When the researchers ran the computational model, they saw that the cells in which the enzyme had been blocked were given a numerical score that continued to rise. In other words, even in the absence of the enzyme, they successfully completed their differentiation process but did not continue to the fusion stage. The researchers concluded that the checkpoint comes at the end of the differentiation process but before the fusion stage. But why did the cells become stuck at this step in the absence of the enzyme?
Science Numbers
The human back thigh muscle, biceps femoris, contains more than 37.5 million cell nuclei. It is made up of more than 250,000 muscle fibers, each of which contains an average of 150 cell nuclei after the differentiation and fusion processes.

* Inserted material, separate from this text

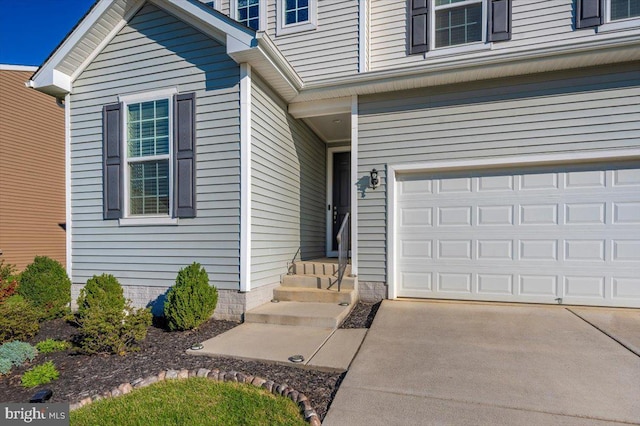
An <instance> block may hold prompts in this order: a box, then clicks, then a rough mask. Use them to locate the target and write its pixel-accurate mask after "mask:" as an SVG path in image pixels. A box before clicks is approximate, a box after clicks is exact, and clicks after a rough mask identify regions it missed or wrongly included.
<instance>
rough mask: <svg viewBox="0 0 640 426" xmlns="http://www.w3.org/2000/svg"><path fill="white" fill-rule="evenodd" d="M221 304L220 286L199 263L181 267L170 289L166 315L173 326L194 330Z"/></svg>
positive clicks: (171, 328) (207, 319) (165, 314)
mask: <svg viewBox="0 0 640 426" xmlns="http://www.w3.org/2000/svg"><path fill="white" fill-rule="evenodd" d="M217 304H218V290H217V289H216V288H215V287H214V286H211V285H209V275H208V274H207V271H205V269H204V268H203V267H202V266H200V264H199V263H196V262H194V263H192V264H191V265H189V266H187V267H186V268H183V269H180V271H179V272H178V276H177V277H176V283H175V285H174V286H173V287H171V288H170V289H169V292H168V293H167V300H166V301H165V303H164V315H165V318H166V321H167V325H168V327H169V329H170V330H191V329H194V328H196V327H198V326H199V325H201V324H202V323H203V322H205V321H206V320H208V319H209V318H210V317H211V315H212V314H213V311H214V310H215V308H216V305H217Z"/></svg>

The model suggested one possible explanation, showing that when the enzyme’s activity was inhibited, actin fibers became organized in a different manner during differentiation. When the researchers measured the level of protein expressed in inhibited cells, the findings confirmed the model’s prediction: The cells expressed a high level of the proteins that are responsible for organizing the actin fibers in the cytoskeleton – an important stage in the differentiation process and in readying the cells for fusion. At the same time, the cells had lower levels of the proteins that are needed for fusion, those that help create adult muscle fibers and allow the muscles to contract. “The cells get stuck in a stage of ‘ready-to-fuse,’” says Avinoam. “So, when the enzyme becomes active again, they can resume the fusion process. In fact, we believe this is the central checkpoint at which the muscle ensures that its cells have completed their preparation for fusing into a new muscle fiber. Beyond shedding new light on muscle development, this discovery shows that computerized models are capable of identifying important checkpoints in dynamic biological processes.”
Also participating in the study were Reut Mealem from Ben-Gurion University; Karina Huk from Weizmann’s Biomolecular Sciences Department; and Dr. Tamar Ziv from the Technion – Israel Institute of Technology.
Dr. Ori Avinoam holds the Miriam Berman Presidential Development Chair.